このように、宮沢賢治を父・政次郎が誘った比叡山の西塔とは、親鸞、聖徳太子、弁慶、摩多羅神など、様々な信仰が集まる聖地でもあり、天台宗の幅の広さを感じることができる場所でもある。

ここで政次郎が賢治に対して何を語ったのかはわからないが、賢治の日蓮主義に対する熱狂的な態度に変化をもたらそうとする場所としては、確かに相応しい場所であるように見える。伝教大師を記念する機会に合わせた偶然なのかもしれないが、政次郎にとっては、やはり千載一遇の好機として思惑があったのではないだろうか。

恐らく大変な想いをしながら比叡山へ向かったのに比べ、次の目的地である叡福寺は、あっさりと目的地を変えているようにも見えるので、やはり比叡山への旅は重要な意味を持っていたように思える。

その後、二人は東京へ戻ったものの、賢治がすぐに花巻に帰ることはなかった。結局、トシの発病まで東京を離れることはなく、実際に、比叡山での経験が、賢治の信仰にどれほどの影響を及ぼしたのかはよくわからない。ただ、賢治作品等の中に登場する、様々な信仰のうちのいくつかが、比叡山には存在している。

そして、賢治が暮らした花巻にほど近い平泉の中尊寺や毛越寺も、比叡山にルーツを持つ天台宗の寺であり、花巻の修験道の聖地・早池峰もまた、天台宗系の修験から影響を受けていたと思われる。

そもそも、賢治が東京に家出していた際に拠点としていた上野の一帯は、江戸時代は天台宗の関東総本山であった。現在でも上野にある東叡山寛永寺がその名残を留めているが、江戸時代は現在とは比較できないほどの大きさだった。現在の動物園や様々な博物館・美術館などの敷地は、もともと寛永寺の境内だった場所で、現在文化施設が立ち並ぶ場所が全て寛永寺だった。東叡山という名も、比叡山に並ぶ存在として、東の比叡山の意であり、これまで登場した、日光や平泉の中尊寺、毛越寺、出羽三山の天台系の寺も、寛永寺に属していた。

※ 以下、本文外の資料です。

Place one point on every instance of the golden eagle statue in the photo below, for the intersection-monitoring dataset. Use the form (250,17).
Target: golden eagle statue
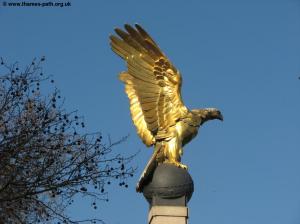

繰り返しとなるが、賢治が具体的にどんな信仰からどんな影響を受けたかはわからない。ただ、賢治を取り巻いていた様々な信仰を見てくると、想像以上の幅の広さを持っている。そして、それらの信仰が賢治へ与えた影響がどれほどかわからないとはいえ、大なり小なり、賢治によって何らかの形で触れられている。

【写真は、比叡山の西塔の常行堂】

(続く)

2024(令和6)年5月11日(土)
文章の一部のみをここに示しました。